Revealing information about a room with an interactive data visualization.

My Role

Development, Interface, Visualization

What it is all about

In one of our last semesters, we wanted to build a data visualization system that operates autonomously to collect and display information about the space we're working in. Our program has an open attic where lectures take place and students spend the majority of their time completing their projects. The project is supposed for students to gain more insight in the dynamic of our working space.


Making the invisible visible

When thinking about how our collected data could be displayed in a readable and aesthetic way we had to keep in mind that we not only wanted them to work as a single object but also next to each other as a weekly overview. On the individual day you can see more detailed information about each day and can try to decipher what was going on that day. Maybe it was really good weather so there were unusually few students working, or maybe finals are approaching so students are working until late at night.

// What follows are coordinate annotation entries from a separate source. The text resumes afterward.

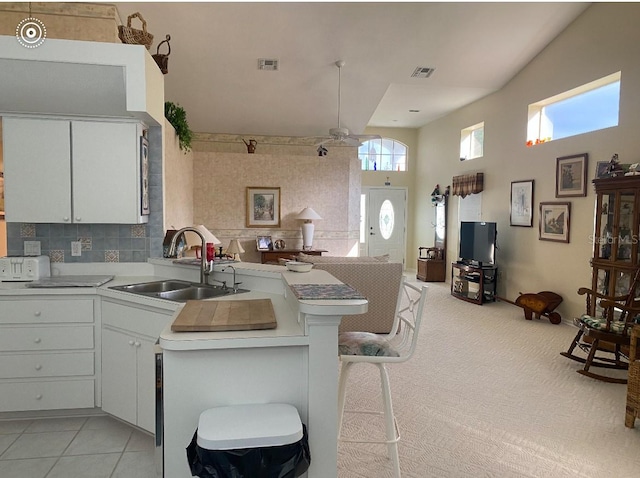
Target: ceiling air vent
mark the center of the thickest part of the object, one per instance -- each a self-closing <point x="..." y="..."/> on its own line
<point x="422" y="72"/>
<point x="267" y="64"/>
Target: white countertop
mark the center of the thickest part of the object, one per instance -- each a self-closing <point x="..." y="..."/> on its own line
<point x="263" y="281"/>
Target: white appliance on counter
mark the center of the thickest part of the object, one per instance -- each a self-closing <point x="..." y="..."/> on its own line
<point x="24" y="268"/>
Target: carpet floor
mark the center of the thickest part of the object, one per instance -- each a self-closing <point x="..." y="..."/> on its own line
<point x="487" y="394"/>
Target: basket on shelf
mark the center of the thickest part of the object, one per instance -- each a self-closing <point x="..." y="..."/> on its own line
<point x="161" y="59"/>
<point x="133" y="36"/>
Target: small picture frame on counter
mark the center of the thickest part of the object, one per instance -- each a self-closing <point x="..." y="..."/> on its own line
<point x="264" y="243"/>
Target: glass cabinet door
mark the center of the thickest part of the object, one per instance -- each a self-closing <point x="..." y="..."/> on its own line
<point x="626" y="235"/>
<point x="617" y="239"/>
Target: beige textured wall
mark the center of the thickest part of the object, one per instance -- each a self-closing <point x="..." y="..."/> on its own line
<point x="3" y="225"/>
<point x="603" y="40"/>
<point x="330" y="185"/>
<point x="177" y="182"/>
<point x="65" y="21"/>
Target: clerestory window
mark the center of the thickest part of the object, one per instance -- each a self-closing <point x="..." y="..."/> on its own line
<point x="383" y="155"/>
<point x="589" y="107"/>
<point x="472" y="142"/>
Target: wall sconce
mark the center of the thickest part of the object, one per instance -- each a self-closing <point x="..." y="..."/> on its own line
<point x="307" y="215"/>
<point x="235" y="249"/>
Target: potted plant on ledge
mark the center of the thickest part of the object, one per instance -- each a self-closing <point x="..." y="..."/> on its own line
<point x="177" y="116"/>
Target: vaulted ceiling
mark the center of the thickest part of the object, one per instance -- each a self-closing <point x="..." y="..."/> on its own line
<point x="475" y="48"/>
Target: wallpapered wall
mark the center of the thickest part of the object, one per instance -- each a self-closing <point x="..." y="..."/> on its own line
<point x="330" y="185"/>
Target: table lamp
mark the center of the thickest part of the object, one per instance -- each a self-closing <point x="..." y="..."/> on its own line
<point x="307" y="215"/>
<point x="236" y="249"/>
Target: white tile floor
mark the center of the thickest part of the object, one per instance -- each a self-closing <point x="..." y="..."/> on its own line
<point x="76" y="447"/>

Showing the bigger picture

The home screen shows an overview over the last seven days. The height of each diagram represents how many people were working there on that day, so you can easily compare them to each other. Also there is a flow of particles, that represents the students, going through the week. You can discover this data freely by scaling and rotating. From here you can select a specific day and get more detailed information about it.

Making it tangible

In using a leap motion as input we saw the possibility in enabling a more intuitive and tangible interaction than with a mouse and keyboard. The cursor suggests what you can do by using arrows to hint in a direction to move.

Where it begins

With a NodeMCU we collected temperature, brightness and noise level and saved it to a database. Every night this database a json file with the data of the last seven days is created and stored online, so we can access it with our custom software. Additionally we're processing a file that contains the sunrise and sunset data for every day of the year.


What I learned

Surprisingly enough - at least to me - we were able to complete this project in a relatively short period of about two weeks. We had split the work in such a way that everybody was able to focus on one aspect of the whole experience, and then bringing everything together. Short feedback loops and prototyping helped us move fast and efficient.